食べやすく食材が小口切りにされた蕎麦の実入り椀に始まり、
大徳寺と印のある、使いこまれ生地が透けた紅色うるし塗りのお重に詰めた、
吹き寄の煮物や鴨の燻製、甘栗の白餡寄せ、
はんぺんのようなテリーヌ、
柚子釜に入ったイクラ漬け、
鰆西京焼き、
マンリョウの枝も綺麗です、
などなど、食べるのがもったいないくらいの飾り付けです。

箸休めか強肴として豆腐の糟漬け?
これは豆腐蓉に近いモノです。
クリームチーズのような食感で
程よい塩加減、お酒が進みます。

お酒は師匠が毎年頂くという、
あきる野にある造り酒屋さんの濁り酒の発泡酒です。
和製シャンパンの様な感じで、飲み口も爽やかです。
朱うるしの杯(さかずき)が5枚重ねられていて、
全ての杯(さかずき)を一度、自分の膳に取り、
そして一番下のモノを取る これが お茶での作法です。
上から取りそうなのですが、一番下からです。

だいたい、茶席は一組4人で約2時間ぐらいというのが暗黙の決まりですから、
あまりゆっくりとは食べてもいられません。
客同士、目配りしつつ、同時に食べ終え、
お箸を同時に膳に落とします。
この音を聞き、亭主は茶室へと案内して、
客は正客より順に茶室へとにじって入ります。

最初に、床の間の掛け軸を拝見、
この時 床の間の前まで進み、正式にはにじって進むのですが、
能の様にすり足で進み両脚同時に正座します。
茶扇を前に置き、結界を作り 礼をしてから拝見です。
この時、両手は軽く畳に指先をつけながら、
今日の軸は、「白牛眠雪山 」大徳寺の大亀作。
軸を見終わったら、次は水差し前まで移動、
茶扇にて また結界を作り、
水差し、釜の拝見です。
水差しは小川待子作、鋭角的な雪山断崖絶壁の姿の様にも見える、
現代彫刻の様な塊。
釜は天明か芦屋釜か。肌には飾りが無く、質
実剛健なスッキリとしたカタチです。
拝見を終え 各自、席に着きます。

黒楽茶碗。 ©Takayoshi Tsuchiya

亭主より 挨拶があり、薄茶を頂きます。
薄茶器は 故夏目有彦さんの雪輪と杵の文様の棗。
お茶碗は黒楽、道入作とか。
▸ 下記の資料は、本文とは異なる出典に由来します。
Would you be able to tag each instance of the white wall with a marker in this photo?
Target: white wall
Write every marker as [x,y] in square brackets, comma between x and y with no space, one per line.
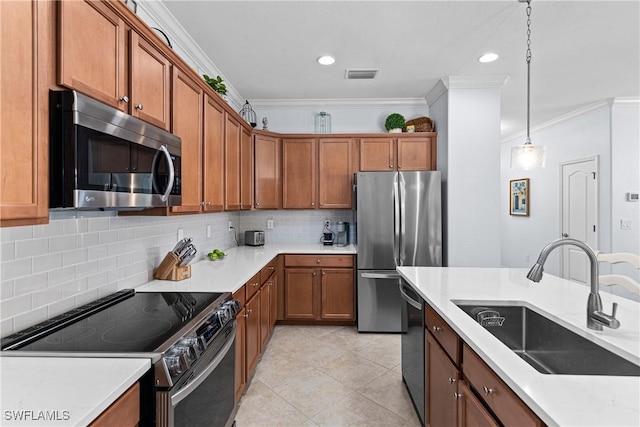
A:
[607,131]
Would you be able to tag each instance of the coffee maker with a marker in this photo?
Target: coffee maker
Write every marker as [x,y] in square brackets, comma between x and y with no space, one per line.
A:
[342,238]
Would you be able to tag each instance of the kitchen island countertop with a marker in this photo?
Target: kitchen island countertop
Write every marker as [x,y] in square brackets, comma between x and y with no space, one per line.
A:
[238,266]
[564,400]
[36,390]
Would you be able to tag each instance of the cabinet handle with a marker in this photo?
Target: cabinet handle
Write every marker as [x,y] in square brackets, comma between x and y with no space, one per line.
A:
[487,390]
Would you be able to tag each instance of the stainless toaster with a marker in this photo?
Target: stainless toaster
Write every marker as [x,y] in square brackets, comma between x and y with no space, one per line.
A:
[254,237]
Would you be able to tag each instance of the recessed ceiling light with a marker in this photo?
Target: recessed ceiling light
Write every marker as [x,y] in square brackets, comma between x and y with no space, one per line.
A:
[326,60]
[488,57]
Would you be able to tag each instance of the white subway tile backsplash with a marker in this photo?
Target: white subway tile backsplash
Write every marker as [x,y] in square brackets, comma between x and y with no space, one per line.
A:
[82,255]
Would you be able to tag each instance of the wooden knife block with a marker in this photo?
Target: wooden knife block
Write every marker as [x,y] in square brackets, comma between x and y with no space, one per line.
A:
[169,269]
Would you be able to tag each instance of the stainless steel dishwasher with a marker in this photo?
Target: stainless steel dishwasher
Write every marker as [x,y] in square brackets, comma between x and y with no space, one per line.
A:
[413,347]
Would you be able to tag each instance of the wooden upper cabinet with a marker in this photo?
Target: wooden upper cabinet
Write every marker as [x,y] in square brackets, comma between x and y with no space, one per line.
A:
[408,153]
[415,154]
[335,172]
[377,154]
[150,83]
[92,51]
[267,182]
[187,124]
[231,164]
[26,71]
[299,173]
[246,169]
[213,160]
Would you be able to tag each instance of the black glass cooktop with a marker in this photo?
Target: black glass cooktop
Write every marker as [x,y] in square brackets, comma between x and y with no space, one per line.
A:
[138,322]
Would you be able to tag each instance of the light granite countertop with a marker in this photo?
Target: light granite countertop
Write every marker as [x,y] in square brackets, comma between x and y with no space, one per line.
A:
[563,400]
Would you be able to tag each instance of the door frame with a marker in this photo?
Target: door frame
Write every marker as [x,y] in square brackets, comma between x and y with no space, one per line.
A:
[595,159]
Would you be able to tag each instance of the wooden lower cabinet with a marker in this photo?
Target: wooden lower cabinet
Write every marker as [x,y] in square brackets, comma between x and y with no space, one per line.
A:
[124,412]
[319,288]
[461,390]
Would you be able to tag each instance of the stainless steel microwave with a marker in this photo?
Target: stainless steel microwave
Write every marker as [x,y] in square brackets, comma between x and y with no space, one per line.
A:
[102,158]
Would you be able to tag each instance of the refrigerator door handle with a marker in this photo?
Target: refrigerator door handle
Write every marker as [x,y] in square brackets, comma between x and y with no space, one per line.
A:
[415,304]
[380,275]
[396,221]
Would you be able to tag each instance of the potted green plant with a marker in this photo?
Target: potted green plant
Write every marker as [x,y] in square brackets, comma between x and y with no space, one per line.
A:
[216,84]
[394,123]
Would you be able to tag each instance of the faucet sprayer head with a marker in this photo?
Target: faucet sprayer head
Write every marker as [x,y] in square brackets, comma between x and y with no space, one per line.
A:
[535,273]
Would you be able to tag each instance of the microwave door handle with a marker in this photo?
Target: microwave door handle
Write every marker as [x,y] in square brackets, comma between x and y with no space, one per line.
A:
[172,174]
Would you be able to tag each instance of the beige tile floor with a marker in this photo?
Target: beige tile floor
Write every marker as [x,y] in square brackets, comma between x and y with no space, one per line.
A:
[327,376]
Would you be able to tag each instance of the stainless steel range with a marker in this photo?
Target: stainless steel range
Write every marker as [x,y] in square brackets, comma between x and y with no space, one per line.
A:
[189,338]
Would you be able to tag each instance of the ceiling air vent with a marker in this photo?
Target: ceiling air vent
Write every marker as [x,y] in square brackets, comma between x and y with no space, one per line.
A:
[361,74]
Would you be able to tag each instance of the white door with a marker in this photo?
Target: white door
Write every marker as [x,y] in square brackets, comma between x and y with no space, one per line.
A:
[579,211]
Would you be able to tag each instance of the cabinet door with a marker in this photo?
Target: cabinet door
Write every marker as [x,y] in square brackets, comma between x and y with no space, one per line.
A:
[92,55]
[335,173]
[337,294]
[246,169]
[416,154]
[442,378]
[252,350]
[267,172]
[232,164]
[377,154]
[213,160]
[186,122]
[471,413]
[299,173]
[265,312]
[240,374]
[150,83]
[300,299]
[25,71]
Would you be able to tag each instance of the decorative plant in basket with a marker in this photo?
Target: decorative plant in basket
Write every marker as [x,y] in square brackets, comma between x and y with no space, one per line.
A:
[216,84]
[394,123]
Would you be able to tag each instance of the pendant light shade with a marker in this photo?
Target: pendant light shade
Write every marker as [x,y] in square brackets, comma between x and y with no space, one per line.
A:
[528,156]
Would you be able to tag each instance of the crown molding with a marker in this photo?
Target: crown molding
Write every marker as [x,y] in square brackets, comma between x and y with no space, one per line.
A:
[464,82]
[598,105]
[273,104]
[180,37]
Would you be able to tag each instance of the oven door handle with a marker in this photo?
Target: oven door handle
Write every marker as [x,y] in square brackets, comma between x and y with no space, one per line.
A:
[185,391]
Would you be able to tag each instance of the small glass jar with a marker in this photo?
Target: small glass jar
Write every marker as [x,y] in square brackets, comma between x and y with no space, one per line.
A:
[323,122]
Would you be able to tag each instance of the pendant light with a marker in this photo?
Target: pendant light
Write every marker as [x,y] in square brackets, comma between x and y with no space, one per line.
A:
[528,156]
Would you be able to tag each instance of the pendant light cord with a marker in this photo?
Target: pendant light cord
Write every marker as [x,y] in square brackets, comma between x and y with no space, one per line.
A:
[528,141]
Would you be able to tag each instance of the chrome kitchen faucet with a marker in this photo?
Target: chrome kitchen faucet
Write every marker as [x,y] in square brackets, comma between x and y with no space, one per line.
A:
[595,317]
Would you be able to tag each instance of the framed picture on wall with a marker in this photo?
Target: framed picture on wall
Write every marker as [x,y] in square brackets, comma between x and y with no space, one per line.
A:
[519,197]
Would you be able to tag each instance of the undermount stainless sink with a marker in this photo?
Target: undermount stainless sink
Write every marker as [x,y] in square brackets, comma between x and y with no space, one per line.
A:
[544,344]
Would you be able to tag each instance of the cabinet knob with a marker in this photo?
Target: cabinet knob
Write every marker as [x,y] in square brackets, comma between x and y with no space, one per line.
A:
[487,390]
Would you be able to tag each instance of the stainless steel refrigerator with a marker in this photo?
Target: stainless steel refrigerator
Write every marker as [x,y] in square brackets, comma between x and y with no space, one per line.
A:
[398,223]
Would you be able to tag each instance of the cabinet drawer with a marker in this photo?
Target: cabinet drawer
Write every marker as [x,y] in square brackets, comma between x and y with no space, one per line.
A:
[240,295]
[252,286]
[267,271]
[507,406]
[446,336]
[318,261]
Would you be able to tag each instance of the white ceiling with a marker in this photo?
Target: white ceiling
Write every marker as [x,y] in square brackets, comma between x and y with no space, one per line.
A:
[582,51]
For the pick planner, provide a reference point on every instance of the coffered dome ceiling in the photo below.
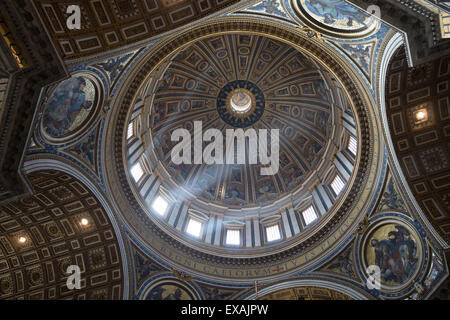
(241, 81)
(285, 90)
(241, 76)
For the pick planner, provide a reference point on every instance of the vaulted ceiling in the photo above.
(55, 238)
(111, 24)
(422, 145)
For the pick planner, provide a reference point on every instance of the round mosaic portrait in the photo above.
(336, 16)
(169, 290)
(396, 249)
(70, 106)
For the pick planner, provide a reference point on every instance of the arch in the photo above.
(53, 164)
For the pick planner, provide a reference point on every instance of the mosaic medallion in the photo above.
(336, 16)
(70, 106)
(396, 250)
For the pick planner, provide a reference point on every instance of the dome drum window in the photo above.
(233, 237)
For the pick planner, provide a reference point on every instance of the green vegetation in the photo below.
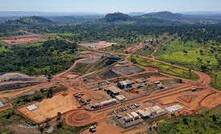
(203, 57)
(38, 95)
(189, 53)
(204, 123)
(49, 58)
(165, 68)
(2, 48)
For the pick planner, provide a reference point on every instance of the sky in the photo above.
(106, 6)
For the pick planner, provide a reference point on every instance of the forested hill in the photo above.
(50, 57)
(34, 20)
(117, 17)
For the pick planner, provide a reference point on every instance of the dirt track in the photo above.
(208, 97)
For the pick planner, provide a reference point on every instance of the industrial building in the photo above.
(151, 112)
(32, 107)
(127, 84)
(1, 104)
(113, 91)
(174, 108)
(120, 98)
(130, 119)
(102, 104)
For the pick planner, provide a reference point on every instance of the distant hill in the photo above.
(164, 15)
(34, 20)
(117, 17)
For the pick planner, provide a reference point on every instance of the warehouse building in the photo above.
(127, 84)
(1, 104)
(174, 108)
(113, 91)
(130, 119)
(120, 98)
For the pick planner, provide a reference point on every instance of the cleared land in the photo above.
(203, 57)
(98, 45)
(49, 108)
(164, 67)
(24, 39)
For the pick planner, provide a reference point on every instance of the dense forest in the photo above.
(47, 58)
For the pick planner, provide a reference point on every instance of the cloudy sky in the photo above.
(104, 6)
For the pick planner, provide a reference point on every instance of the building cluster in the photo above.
(103, 104)
(133, 118)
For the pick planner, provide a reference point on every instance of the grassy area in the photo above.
(193, 55)
(48, 58)
(165, 68)
(208, 122)
(216, 81)
(2, 48)
(190, 54)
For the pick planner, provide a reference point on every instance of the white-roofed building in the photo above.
(1, 104)
(120, 97)
(32, 107)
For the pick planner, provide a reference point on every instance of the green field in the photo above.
(202, 57)
(188, 53)
(208, 122)
(165, 68)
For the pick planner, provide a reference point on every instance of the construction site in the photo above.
(118, 95)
ドッシリとした質感。
茶杓は佐村憲一さんの、桂離宮より拝領の灯台躑躅(ドウダンツツジ)か、
桂離宮の何か庭の木を削った珍しい茶杓です。
この桂離宮の件は、共通の友人でもある三好和義氏の撮影で桂離宮と御所へ行った時に宮内庁にお願いして頂いたとか。
これと同じ揃いの茶杓が、以前、大寄せの茶会にて折れたと聞いた事があります。
師匠にも言われますが、茶杓は卵を扱うように清めると、
拭くのではなく清める。
袱紗が茶杓に触れるか触れないかのような扱い方という事ですね。

お茶は知れば知るほど奥深いもので、面白い。
今日の初釜は軸、棗の雪輪文様、雪ずくしの趣向でした。